Walk A Mile In Their Shoes

Walk a Mile in Their Shoes (Or if they can’t walk, share their story) With only a small amount of effort, sometimes I can feel sorry for myself: This, that didn’t work as I wanted. A stumble here, a fall there, a dog bite on a morning walk. Little things which are nothing really—minor glitches. Which I can magnify. Then I read the marvelous A Certain Loneliness: A Memoir by Sandra Gail Lambert. I met Sandra Lambert, briefly, at a talk she gave. We talked a bit about Diana Athill, Somewhere Towards The End, the English writer, who died recently at age 101 still working. Both of us impressed.


Somewhere Towards The End

I told Sandra Lambert that I loved the title of her book, and would get it from our library (managing not to say that I no longer buy books until I’ve read them and know I want them).

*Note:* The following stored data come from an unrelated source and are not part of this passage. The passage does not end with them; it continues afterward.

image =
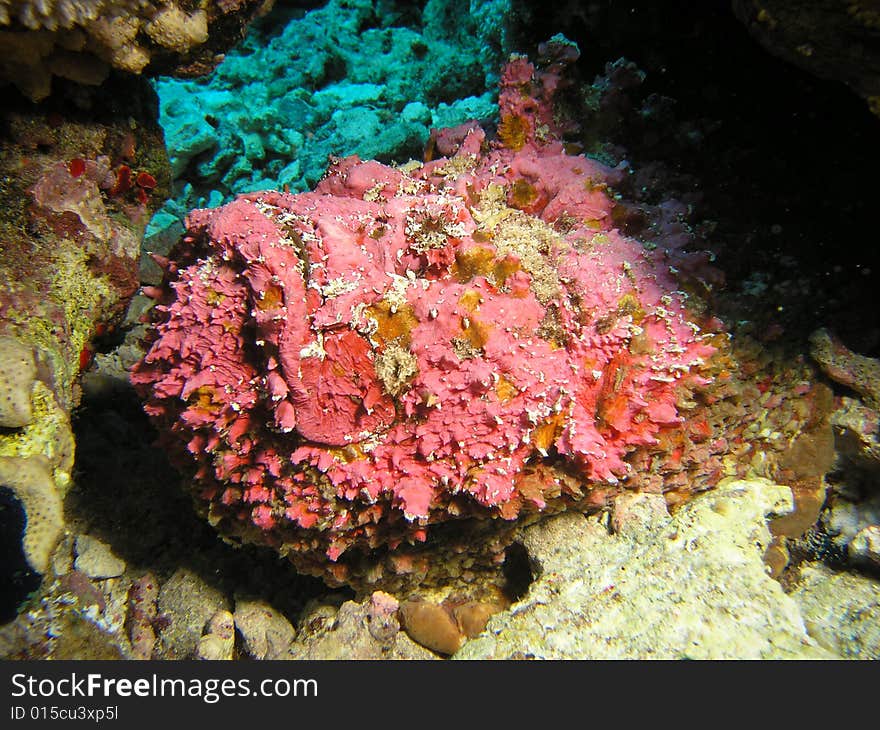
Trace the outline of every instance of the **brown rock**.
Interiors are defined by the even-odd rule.
[[[873,0],[733,0],[754,38],[780,58],[850,86],[880,112],[880,9]]]
[[[452,614],[430,601],[404,601],[399,611],[407,635],[438,654],[455,654],[464,643],[464,634]]]
[[[779,537],[800,537],[819,519],[825,504],[825,482],[809,479],[789,484],[794,497],[794,510],[770,522],[771,534]]]
[[[481,601],[468,601],[456,606],[452,613],[466,637],[473,639],[483,633],[489,619],[501,610],[501,606]]]

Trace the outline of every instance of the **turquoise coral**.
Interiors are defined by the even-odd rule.
[[[405,162],[421,156],[431,127],[493,116],[510,0],[474,0],[464,13],[460,5],[429,0],[414,14],[405,3],[330,0],[287,17],[279,9],[210,78],[160,79],[180,187],[166,213],[182,218],[241,192],[308,190],[331,156]]]

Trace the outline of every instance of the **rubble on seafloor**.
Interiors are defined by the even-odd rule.
[[[287,618],[245,595],[229,603],[207,576],[177,573],[145,610],[135,602],[142,584],[73,571],[0,639],[6,656],[27,648],[56,658],[876,658],[865,614],[876,581],[804,563],[787,594],[768,575],[768,522],[791,507],[784,486],[731,479],[672,515],[659,495],[634,493],[604,515],[524,527],[528,590],[482,616],[470,637],[466,612],[436,596],[404,606],[381,591],[360,601],[331,594]]]

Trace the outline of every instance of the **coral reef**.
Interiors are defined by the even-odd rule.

I will buy A Certain Loneliness, and not totally for the beautiful language of feeling. But so I can reread a closing chapter about camping and kayaking, alone, in the Okefenokee. And especially for the Everglades’ Flamingo Campground chapter. It’s way, way early on a New Year morning. And this handicapped-from-childhood lone woman makes her determined way to greet the rise of the sun, alone in a kayak, out in the bay. Just Sandra Gail Lambert and her magnificent courage to get herself there and back to her wheelchair and campsite. Talk about taking what you have and making the most of it. I am privileged to share.